Lennon s’en va-t-en guerre
La réussite principale de Comment j’ai gagné la guerre se situe sans conteste dans l’écriture des personnages, la capacité de Richard Lester, aidé par son scénariste Charles Wood, à nous faire différencier chacun d’eux, leur donner un caractère, une vie propre. De Goodbody (Michael Crawford), lieutenant inexpérimenté haï par ses hommes comme un premier de la classe au colonel Grapple (Michael Hordern), revenant inlassablement dans le récit sans qu’on l’y invite, le cinéaste bâtit essentiellement son film autour des personnages. Aucune psychologie, mais un portrait très réussi de leur quotidien et leur vie en communauté (la façon dont ils vont se liguer jour après jour contre leur chef est l’une des plus belles idées du film). En les enfermant littéralement dans le désert égyptien, les faisant tourner en rond, les laissant marcher au milieu de mines ou à quelques mètres de camps allemands, le réalisateur américain va rendre son film de plus en plus fou, les réactions de ses soldats de plus en plus incohérentes : Goodbody demandant à ses hommes de faire des pompes dans un champ de mines ou l’un d’eux, tournant son regard vers nous et demandant à la caméra de «(..) se tirer ».
Jouer ou faire la guerre?
A plusieurs instants, lors des quelques batailles parsemées dans le film, Lester intègre des images d’archives aux scènes qu’il a filmées. Le débarquement, un ciel noir de parachutistes… Comme le penchant réaliste de ce qui se joue réellement à l’écran. A vrai dire, rien de très important pour le récit, nos « héros » continuant à faire n’importe quoi dans le désert, sauf se battre bien entendu. Pourtant, cela devient gênant dans la dernière demi-heure, quand, de retour en Europe, de la couleur nous passons au noir et blanc. La mort théâtrale du personnage de Lennon enfonçant le clou. Où veut en venir le cinéaste? Aussi rouge que soit le faux sang, on ne tue personne avec des armes en plastique. Richard Lester ne cherche jamais à faire oublier que tout est faux, mais va quand même, mangeant à tous les râteliers, essayer de venir chercher ses spectateurs sur le terrain de l’émotion. Quoi de mieux pour cela que d’utiliser la star Lennon les tripes à l’air ou bien le noir et blanc, qui comme chacun sait rend chaque chose bien plus sérieuse.

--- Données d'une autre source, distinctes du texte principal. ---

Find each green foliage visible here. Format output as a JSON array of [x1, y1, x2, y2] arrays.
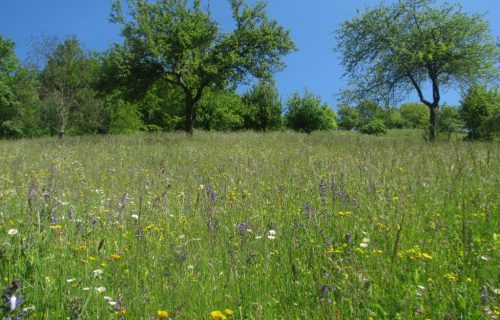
[[40, 38, 107, 137], [243, 81, 282, 131], [285, 90, 337, 133], [0, 36, 40, 138], [196, 91, 248, 131], [460, 85, 500, 140], [112, 0, 295, 133], [356, 100, 382, 127], [338, 104, 360, 130], [379, 108, 405, 129], [337, 0, 499, 140], [399, 102, 429, 129], [359, 119, 387, 136]]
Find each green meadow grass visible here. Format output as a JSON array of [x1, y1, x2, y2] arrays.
[[0, 132, 500, 319]]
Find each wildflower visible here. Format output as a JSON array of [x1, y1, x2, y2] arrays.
[[156, 310, 170, 319], [337, 211, 352, 217], [444, 273, 458, 282], [111, 253, 122, 261], [95, 287, 106, 293], [210, 310, 227, 320], [420, 252, 432, 260]]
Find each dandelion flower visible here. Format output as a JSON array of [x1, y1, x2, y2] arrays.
[[95, 287, 106, 293], [156, 310, 170, 319], [92, 269, 104, 278]]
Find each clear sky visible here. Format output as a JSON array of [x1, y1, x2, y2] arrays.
[[0, 0, 500, 106]]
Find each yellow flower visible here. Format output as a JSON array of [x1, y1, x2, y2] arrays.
[[210, 310, 227, 320]]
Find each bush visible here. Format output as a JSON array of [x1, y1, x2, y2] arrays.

Le grand écart entre les soldats anglais filmés de façon très neutre, le thé à la main et les pieds dans le sable, et le finale très maniériste surprend énormément. Les plans, les cadres très agressifs que nous propose Lester dans les derniers instants, souvent visuellement très réussis, étant en total décalage. Sous ses atours bonhomme, Comment j’ai gagné la guerre aime à se prendre au sérieux. Mais au contraire d’Altman avec M.A.S.H., Lester semble n’avoir aucune compassion, aucun amour pour ses personnages qui, s’ils font partie intégrante des ressorts comiques du film, paraissent totalement vides. Peu concerné par leur sort, le spectateur ne peut alors suivre le réalisateur sur ce terrain très premier degré, et regarde la dernière partie de Comment j’ai gagné la guerre très loin de ces anti-héros qui l’avaient fait rire une heure durant. Les observant même, atterré, mourir les uns après les autres dans le gris d’une guerre jusqu’ici couleur de bac à sable. A trop faire la guerre à la guerre, Lester en a oublié de jouer. Son film y perd presque tout.